In context, but not wholly fitting into the circumstances of the ‘commutation case’, it may be recalled that the Supreme Court had taken a tough stand when the ageing father of a police officer killed by slain forest brigand Veerappan’s gang in neighbouring Karnataka had sought lowering of the sentence in the 1990s. Whether that measure would be applicable to the present case, where the issue is not about commutation or liberty per se, based on facts and circumstances alone, but is wholly based on the avoidable and unjustifiable delays in the Centre/President deciding on the ‘mercy petitions’ of the convicts.


A complete U-turn by the state government

Image: Assassin Dhanu interacts with then prime minister Rajiv Gandhi at Sriperumbudur just before setting off the explosive attached to her body, in this file photograph from May 21, 1991.
N Sathiya Moorthy with M Kasinathan

Recently the state government challenged Nalini’s plea for one-month parole to spend time with her father on the ground that it could create a law and order problem. Possibly alluding to the upcoming parliamentary elections, the government said that several political persons might like to meet Nalini during her visit to Ambalavanapuram, the village where her father was staying with her brother, and which is surrounded by thick forests. There is (thus) a likelihood of untoward incidents, the prison authorities said in their counter-affidavit.

A week or so later, the state government has changed its stance and decided on absolute freedom for Nalini and the other three former death-row convicts, including her Sri Lankan husband, Murugan -- and also set a three-day deadline for the Centre to act on it!

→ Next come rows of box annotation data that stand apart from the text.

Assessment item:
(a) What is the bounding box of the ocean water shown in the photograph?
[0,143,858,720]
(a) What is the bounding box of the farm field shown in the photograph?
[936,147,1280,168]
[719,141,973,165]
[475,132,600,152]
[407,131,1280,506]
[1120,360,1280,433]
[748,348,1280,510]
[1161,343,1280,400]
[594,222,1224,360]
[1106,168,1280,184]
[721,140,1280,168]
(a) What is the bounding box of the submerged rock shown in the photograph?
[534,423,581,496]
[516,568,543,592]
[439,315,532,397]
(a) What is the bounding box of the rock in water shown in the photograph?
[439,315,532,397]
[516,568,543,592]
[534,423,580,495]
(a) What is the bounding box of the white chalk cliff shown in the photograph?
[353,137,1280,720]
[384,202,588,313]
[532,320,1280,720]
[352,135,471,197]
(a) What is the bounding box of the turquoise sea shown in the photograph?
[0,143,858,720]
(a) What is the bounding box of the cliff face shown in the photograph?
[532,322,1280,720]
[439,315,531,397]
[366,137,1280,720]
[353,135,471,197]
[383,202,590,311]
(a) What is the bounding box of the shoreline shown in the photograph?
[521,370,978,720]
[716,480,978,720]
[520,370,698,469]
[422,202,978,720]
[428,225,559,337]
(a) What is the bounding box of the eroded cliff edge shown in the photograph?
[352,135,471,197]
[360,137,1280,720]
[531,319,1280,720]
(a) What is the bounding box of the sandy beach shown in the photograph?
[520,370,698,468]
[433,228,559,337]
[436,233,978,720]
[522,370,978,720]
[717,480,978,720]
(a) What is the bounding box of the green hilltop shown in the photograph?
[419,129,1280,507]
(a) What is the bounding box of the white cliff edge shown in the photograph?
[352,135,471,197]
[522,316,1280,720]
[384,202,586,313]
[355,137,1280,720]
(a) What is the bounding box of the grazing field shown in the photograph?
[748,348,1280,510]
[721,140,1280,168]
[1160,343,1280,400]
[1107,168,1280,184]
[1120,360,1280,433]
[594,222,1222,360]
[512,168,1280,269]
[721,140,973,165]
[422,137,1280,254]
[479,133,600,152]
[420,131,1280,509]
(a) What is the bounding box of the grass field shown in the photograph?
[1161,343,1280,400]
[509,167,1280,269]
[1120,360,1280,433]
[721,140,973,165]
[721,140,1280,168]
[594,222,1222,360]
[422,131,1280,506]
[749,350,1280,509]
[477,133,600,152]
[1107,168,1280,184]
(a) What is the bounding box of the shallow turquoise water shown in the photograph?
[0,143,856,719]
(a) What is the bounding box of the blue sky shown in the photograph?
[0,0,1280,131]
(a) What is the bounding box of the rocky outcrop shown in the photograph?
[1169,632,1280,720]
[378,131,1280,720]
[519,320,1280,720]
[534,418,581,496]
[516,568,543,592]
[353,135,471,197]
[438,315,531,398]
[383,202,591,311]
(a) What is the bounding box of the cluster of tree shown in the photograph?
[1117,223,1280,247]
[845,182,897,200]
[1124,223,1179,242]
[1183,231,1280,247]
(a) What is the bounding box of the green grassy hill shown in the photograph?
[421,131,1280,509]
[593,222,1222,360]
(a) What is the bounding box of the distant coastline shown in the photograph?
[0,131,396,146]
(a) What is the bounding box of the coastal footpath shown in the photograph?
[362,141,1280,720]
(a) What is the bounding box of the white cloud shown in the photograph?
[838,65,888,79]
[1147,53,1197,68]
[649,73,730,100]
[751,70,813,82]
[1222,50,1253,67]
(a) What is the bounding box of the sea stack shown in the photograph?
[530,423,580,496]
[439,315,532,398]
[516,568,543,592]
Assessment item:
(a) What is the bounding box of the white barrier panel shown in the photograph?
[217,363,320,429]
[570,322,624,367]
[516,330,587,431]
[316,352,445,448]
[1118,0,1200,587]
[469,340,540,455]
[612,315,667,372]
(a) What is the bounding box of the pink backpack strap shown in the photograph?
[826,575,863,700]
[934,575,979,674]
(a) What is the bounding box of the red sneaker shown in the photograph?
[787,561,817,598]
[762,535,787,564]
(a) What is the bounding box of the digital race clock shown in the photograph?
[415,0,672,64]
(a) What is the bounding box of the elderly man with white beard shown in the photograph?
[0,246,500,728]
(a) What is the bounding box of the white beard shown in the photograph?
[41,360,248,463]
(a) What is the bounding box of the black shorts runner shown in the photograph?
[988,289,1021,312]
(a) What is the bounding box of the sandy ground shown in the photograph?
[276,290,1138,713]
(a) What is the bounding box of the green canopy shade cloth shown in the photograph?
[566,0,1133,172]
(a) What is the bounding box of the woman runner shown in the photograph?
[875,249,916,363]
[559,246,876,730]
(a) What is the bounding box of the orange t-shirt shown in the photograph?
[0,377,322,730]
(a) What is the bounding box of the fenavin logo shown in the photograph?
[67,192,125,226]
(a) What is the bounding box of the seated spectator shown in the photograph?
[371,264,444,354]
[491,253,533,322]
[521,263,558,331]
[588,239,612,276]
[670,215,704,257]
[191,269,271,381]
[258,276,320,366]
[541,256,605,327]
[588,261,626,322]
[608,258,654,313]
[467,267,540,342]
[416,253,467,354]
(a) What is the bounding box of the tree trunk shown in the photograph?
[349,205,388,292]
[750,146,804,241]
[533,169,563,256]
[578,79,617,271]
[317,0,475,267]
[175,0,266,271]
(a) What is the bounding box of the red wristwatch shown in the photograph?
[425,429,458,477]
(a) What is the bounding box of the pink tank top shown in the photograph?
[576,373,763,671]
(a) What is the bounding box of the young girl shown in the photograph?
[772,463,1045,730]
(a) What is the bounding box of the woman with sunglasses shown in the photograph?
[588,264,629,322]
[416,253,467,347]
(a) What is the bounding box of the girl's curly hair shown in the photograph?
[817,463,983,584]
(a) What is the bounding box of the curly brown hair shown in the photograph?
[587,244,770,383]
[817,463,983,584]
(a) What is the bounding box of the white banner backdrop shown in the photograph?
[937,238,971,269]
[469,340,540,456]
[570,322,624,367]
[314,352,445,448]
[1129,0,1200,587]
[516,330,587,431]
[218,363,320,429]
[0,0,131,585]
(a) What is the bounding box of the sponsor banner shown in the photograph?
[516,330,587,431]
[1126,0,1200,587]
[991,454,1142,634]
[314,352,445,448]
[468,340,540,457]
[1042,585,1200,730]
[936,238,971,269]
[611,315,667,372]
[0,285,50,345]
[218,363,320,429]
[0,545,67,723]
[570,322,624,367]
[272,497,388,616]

Interestingly, the Madras high court, on two earlier occasions, had dismissed Nalini’s pleas for liberty. Condemned to death by the Supreme Court along with the other three, Nalini got a reprieve in the form of commutation ordered by the governor of Tamil Nadu. It was reportedly made possible at the instance of Sonia Gandhi, widow of the slain leader, who wrote to the state governor, that Nalini was a woman with an infant girl to take care of. The child, in her teens now, is now living with father Murugan’s relatives, overseas, after the Centre denied relevant documents, either for citizenship or for travel.

When Nalini moved the Madras high court, seeking premature release under the general amnesty scheme announced by the state government, a division bench comprising Justices Elipe Dharma Rao and K K Sasidharan, in 2010, observed that she had committed “a crime which was cunning in conception, meticulous in plans and wreck-less in execution” and so “cannot seek premature release as a right, though she does have the right to seek consideration of her plea”.

Earlier, in 2008, the high court had rejected Nalini's plea for release on the ground that her case was investigated by CBI under Section 435 of CrPC. Nalini had filed her appeal contending that the state governor had powers under Article 161 of the Constitution, without reference to the Centre. The court rejected the plea. 

In doing so, the court observed that the nature of offence also played a major role in considering a case of premature release, and said that Nalini could not claim equality with other life-convicts.

N Sathiya Moorthy, a veteran journalist and political analyst, is director, Chennai chapter of the Observer Research Foundation.